Well That did it I liked it so told the clerk to wright it up--He said i'll get one in the box in the back--I told him no I would perfure this one--He said that would be fine I'll get the Box---I turn around and there's my honey





















I knew right than I was buying Supper out tonight







-------Well I'm taking her out tomorrow night too------Any ways---Michigan may change their law so we can use C/F rifles at night so I wan't to be ready---------First Auto for me except rimfire--------------I've been told these rifles are not very accurate and some say there's are so well see --Theres a new Vortex sitting on the self waiting to go on top-----------my shots will be short at night----and a fast back-up round will be nice------------I think I'm going to like this Rifle--------sb*


----------



## poe (Feb 10, 2010)

let us know how it shoots. I havent heared to many good things about the accuracy of those rigs. I hope you can make it shoot.


----------



## Jonbnks (Jan 21, 2012)

I've got a Ruger Mini 14 and it shoots well. The newer models have a thicker barrel which helps with the accuracy. One thing these guns are known for is how far they will chuck brass.


----------



## Scotty D. (Feb 23, 2012)

Good deal on the 'centerfire night hunting', Skip..... I know how accurate a shooter that you are--you'll be giving those yotes dirt naps ASAP w/ the Ruger, no doubt....


----------



## bones44 (Jan 7, 2011)

I'm sure you'll be finding a way to make it even more accurate Skip. Nice grab !


----------



## oneshotcowboy (Mar 4, 2010)

i have owned a couple of those.. i didnt have good luck but was using the cheap winchester ammo too. the newer ones are supposed to be better, besides if you look around a lil there is so much you can do to one now days. my gun guy says for a lil money they are sub moa so ruger has improved on them. i think you will like it, they are a blast to shoot. congrats man. cant wait to hear how it does for ya


----------



## fr3db3ar (Aug 6, 2011)

I like the looks of those. Hopefully it shoots well for you. Much more acceptable to the anti-assault rifle crowd even though it is essentially the same thing.


----------



## bar-d (Feb 3, 2010)

Nice. Let us know how it shoots Skip.


----------



## youngdon (Mar 10, 2010)

I've heard that Ruger has done a few things to accurize them from the factory. I'm sure that it will shoot fine for you Skip...Congrats !

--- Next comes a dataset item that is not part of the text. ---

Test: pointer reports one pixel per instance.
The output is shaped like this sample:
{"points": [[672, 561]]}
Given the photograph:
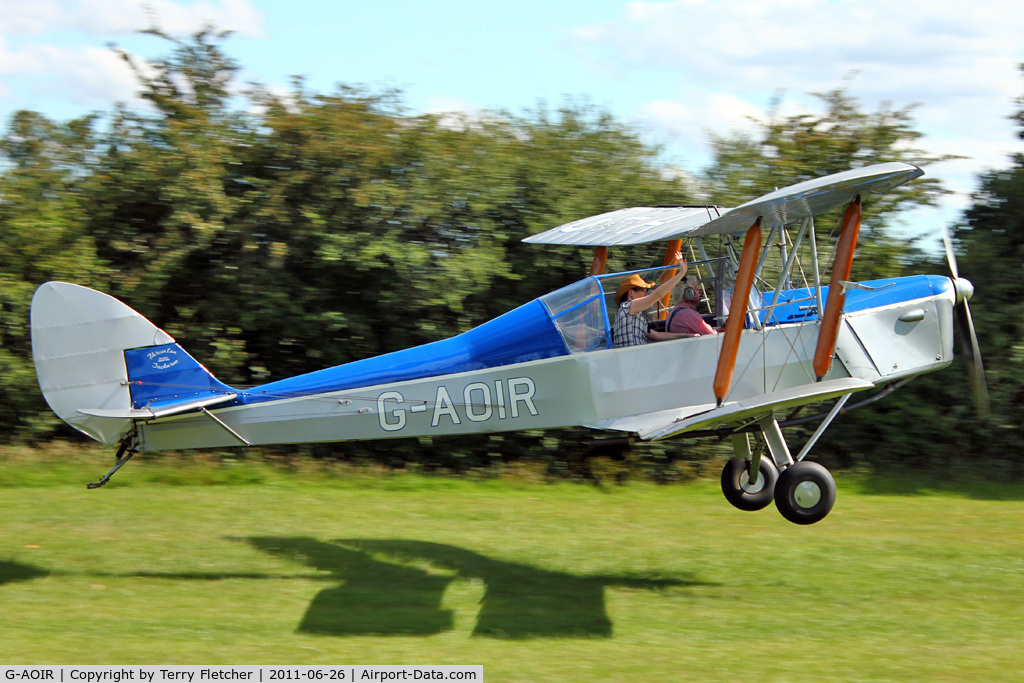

Sharon must be feeling better if she's tracking you down in Wally world.


----------



## wvcoyote (Mar 14, 2010)

nice rifle Skip


----------



## All-Around-Outdoorsman (Feb 7, 2012)

Nice rifle skip, i heard what don hear also that ruger did some extra tuning to make it more accurate, but i was watching my outdoor channel and i watched foxpro furtakers, and they were fox hunting and he had a mini 14 in .223 so they cant be that bad.


----------



## All-Around-Outdoorsman (Feb 7, 2012)

WOLF hunting sorry my mistake (getting late after my mountain scouting today)


----------